The-uncertain-four-seasons: listen to the sound of climate change

London, 22 Dec. 2021 – The certainty of the beautiful notes of Vivaldi’s Four Seasons has no longer reason to be as it was composed in 1725, while outside nature is dying at the hands of mankind and sparrows sing their last, desperate, sad melody.

In 2050, when the world’s false commitment to stopping climate change will show its failure, Spring will have lost its joyful sound, Summer sunlight will hit like an acute flat tone, Autumn dance for the harvest turned into a funeral cortege for a floating countryside and Winter intimate reflection will stumble its flow, sobbing between silence and despair.

We can’t delude ourselves that todays’ nature is flourishing like Vivaldi’s three centuries ago. It would be too easy to enter a concert hall and forget the reality of the world we live in for a two hours classical concert.

Music has a mission; it’s not pure entertainment.
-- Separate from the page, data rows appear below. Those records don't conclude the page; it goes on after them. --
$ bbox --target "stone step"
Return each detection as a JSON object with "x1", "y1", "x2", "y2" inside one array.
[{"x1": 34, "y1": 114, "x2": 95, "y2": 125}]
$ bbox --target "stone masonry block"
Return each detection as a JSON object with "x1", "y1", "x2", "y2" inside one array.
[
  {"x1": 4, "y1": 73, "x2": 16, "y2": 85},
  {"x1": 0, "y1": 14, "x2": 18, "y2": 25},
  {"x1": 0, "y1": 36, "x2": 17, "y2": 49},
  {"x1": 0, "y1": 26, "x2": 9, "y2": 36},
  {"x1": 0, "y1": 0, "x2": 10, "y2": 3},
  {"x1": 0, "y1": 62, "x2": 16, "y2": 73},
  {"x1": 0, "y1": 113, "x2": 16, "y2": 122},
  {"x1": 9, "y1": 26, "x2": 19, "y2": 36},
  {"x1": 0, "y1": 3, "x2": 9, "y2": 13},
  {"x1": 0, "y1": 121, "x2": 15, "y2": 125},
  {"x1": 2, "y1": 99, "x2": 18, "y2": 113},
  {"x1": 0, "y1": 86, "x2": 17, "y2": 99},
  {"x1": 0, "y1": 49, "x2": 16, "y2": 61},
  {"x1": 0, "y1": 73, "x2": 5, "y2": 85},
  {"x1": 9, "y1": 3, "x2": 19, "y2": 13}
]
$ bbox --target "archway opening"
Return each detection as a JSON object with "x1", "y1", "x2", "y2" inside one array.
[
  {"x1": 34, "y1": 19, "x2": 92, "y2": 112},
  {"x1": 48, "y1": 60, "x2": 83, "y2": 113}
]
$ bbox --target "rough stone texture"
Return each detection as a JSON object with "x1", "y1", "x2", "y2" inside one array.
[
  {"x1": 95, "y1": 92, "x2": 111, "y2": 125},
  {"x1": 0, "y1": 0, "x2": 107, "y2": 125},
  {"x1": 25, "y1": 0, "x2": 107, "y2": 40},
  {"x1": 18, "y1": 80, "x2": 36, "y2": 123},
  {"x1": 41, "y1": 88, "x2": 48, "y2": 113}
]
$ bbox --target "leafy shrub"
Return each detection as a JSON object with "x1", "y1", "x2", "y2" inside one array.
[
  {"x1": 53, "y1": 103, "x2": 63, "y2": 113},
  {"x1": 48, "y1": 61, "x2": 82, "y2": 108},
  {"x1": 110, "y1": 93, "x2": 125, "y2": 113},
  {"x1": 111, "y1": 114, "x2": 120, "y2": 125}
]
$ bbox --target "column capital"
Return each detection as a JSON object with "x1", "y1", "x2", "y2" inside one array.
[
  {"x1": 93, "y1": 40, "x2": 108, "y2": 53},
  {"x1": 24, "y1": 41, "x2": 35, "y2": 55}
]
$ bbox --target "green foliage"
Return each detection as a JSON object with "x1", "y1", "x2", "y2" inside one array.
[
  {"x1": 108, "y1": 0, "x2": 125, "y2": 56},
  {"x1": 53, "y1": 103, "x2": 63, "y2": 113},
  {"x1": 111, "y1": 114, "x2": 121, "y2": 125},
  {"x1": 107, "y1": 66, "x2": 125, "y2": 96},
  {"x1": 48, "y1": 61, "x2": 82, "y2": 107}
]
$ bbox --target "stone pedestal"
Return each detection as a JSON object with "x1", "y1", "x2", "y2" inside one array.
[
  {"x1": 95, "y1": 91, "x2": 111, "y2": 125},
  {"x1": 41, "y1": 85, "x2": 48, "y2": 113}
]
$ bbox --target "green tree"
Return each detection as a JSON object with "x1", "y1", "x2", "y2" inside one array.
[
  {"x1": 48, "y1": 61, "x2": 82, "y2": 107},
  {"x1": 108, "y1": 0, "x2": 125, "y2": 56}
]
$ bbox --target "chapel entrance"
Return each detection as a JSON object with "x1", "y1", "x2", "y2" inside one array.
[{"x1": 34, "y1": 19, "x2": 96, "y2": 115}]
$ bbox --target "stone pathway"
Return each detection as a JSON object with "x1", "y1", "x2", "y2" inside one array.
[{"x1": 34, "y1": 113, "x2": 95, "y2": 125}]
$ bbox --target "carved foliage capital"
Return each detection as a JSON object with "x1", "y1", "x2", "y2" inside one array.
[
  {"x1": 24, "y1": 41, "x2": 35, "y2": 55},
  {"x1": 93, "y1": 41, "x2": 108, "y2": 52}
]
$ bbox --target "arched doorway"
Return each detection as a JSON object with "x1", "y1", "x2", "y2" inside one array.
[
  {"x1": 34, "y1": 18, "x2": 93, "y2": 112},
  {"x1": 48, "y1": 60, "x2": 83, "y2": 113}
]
Music changes with the reality and nature in 2050 will sound like this:

The European Union Youth Orchestra perform the Venice Variation of The [uncertain] Four Seasons as interpreted by Carmen Fizzarotti at the Church of the Santissimo Redentore in Venice. AKQA and Jung von Matt, in partnership with composer Hugh Crosthwaite and Monash University’s Climate Change Communication Research Hub used climate data to recompose Vivaldi’s ‘The Four Seasons.’

European Union Youth Orchestra (EUYO) Secretary General, Marshall Marcus, built a global project to put pressure on Cop26; the UN summit already failed, but the music is still there for us all as an invite to act now for the climate, recalling a concert is not just a place you sit passively, but an experience bringing knowledge, awareness.

EUYO involved 14 orchestras across six continents. Listen to the Four Seasons in Venice, where Vivaldi composed it, and listen in parallel how this sounds now, in this world, from 14 corners of the planet, from Venice to Cape Town, from Inchelon (South Korea) to Caracas, from Saskatoon (Canada) to Amsterdam… just move the globe and listen.

It isn’t just a matter of musical variation on Vivaldi’s themes. Harmonic shifts from major to minor key, the balance violin solo-orchestra derail towards unexpected pauses: silence sounds like the lost of meaning and hope.

The work of re-composition of Vivaldi’s original score has been massive and extraordinary: cultural and geographic decentralisation making time and rhythm relative to unpredictable changes. Nothing is certain. Mood is not the positive one we are all used to and would like to listen to: now symmetry is lost forever and baroque harmonic structure gradually dissolves. Yet nothing is static in this global concert unifying orchestras distant hundreds of thousands kilometers, in one aim: changing our emotions, expectations, determination, giving our conscience’s resolution the name of action.